According to one expert, with the advent of streaming providers there is suddenly a lot of money riding on the audio and video streaming patents. The old mechanisms with which the parties concluded licence agreements in the pre-streaming era no longer work. InterDigital, Nokia, Amazon, Walt Disney, Warner Bros Discovery and others are currently struggling to find new methods.
In the other major SEP jurisdictions of China, Brazil and the US, judges are probably rubbing their hands with glee as they watch the skirmishes unfold among their European colleagues. These are the inevitable consequence of the introduction of the UPC and subsequent shakeup of the European system. But the European judges would be well advised to pull together so as to hold fast in the international competition between courts. But Venice conference or not, it might be worth picking up the phone and talking in person instead of through court orders.

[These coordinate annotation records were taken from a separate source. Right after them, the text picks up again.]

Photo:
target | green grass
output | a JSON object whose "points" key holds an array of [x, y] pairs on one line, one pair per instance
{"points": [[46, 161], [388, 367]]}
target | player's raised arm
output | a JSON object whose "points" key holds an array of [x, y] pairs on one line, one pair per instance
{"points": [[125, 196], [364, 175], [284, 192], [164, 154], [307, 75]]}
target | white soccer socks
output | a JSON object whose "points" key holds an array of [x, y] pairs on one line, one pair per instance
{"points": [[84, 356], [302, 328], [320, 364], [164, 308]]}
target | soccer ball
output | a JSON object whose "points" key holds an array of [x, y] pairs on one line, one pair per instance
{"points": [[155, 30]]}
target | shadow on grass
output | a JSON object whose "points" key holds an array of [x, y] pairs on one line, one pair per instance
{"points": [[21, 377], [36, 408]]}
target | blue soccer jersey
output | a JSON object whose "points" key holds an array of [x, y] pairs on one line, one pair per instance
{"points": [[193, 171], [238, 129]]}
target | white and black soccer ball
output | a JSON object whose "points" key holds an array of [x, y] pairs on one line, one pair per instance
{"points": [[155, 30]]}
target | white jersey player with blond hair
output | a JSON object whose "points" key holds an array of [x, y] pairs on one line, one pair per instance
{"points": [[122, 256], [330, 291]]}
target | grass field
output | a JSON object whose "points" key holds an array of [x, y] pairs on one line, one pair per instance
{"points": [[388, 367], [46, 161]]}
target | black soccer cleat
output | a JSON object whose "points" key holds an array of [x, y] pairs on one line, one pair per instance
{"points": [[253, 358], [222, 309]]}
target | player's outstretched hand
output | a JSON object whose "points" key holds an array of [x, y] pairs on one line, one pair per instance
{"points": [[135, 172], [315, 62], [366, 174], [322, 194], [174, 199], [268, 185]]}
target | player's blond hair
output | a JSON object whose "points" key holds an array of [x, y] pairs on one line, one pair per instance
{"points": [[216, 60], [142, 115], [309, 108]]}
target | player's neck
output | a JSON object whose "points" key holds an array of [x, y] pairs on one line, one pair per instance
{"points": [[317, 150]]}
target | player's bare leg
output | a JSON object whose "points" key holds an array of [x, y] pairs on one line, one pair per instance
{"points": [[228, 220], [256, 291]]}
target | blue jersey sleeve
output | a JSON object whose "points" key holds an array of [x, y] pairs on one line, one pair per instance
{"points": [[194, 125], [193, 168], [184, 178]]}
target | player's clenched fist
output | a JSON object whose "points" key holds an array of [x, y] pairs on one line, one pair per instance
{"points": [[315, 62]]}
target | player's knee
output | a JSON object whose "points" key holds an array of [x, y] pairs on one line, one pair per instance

But let’s be clear: ultimately, the development in InterDigital vs Amazon is probably just an isolated case. Should similar disputes arise, the parties will have learned from this case. In November, Warner Bros Discovery directly applied for a much broader AASI or anti-AILI against Nokia. This also included orders to protect the UK FRAND-rate-setting procedure. The UK High Court then granted these. There were no tussles like in InterDigital vs Amazon.
However, current events also show that new creative approaches, such as the first-ever AILI applications in Germany filed by InterDigital, must always be carefully considered. After all, in the competition between European courts, it is impossible to predict where such methods will ultimately lead.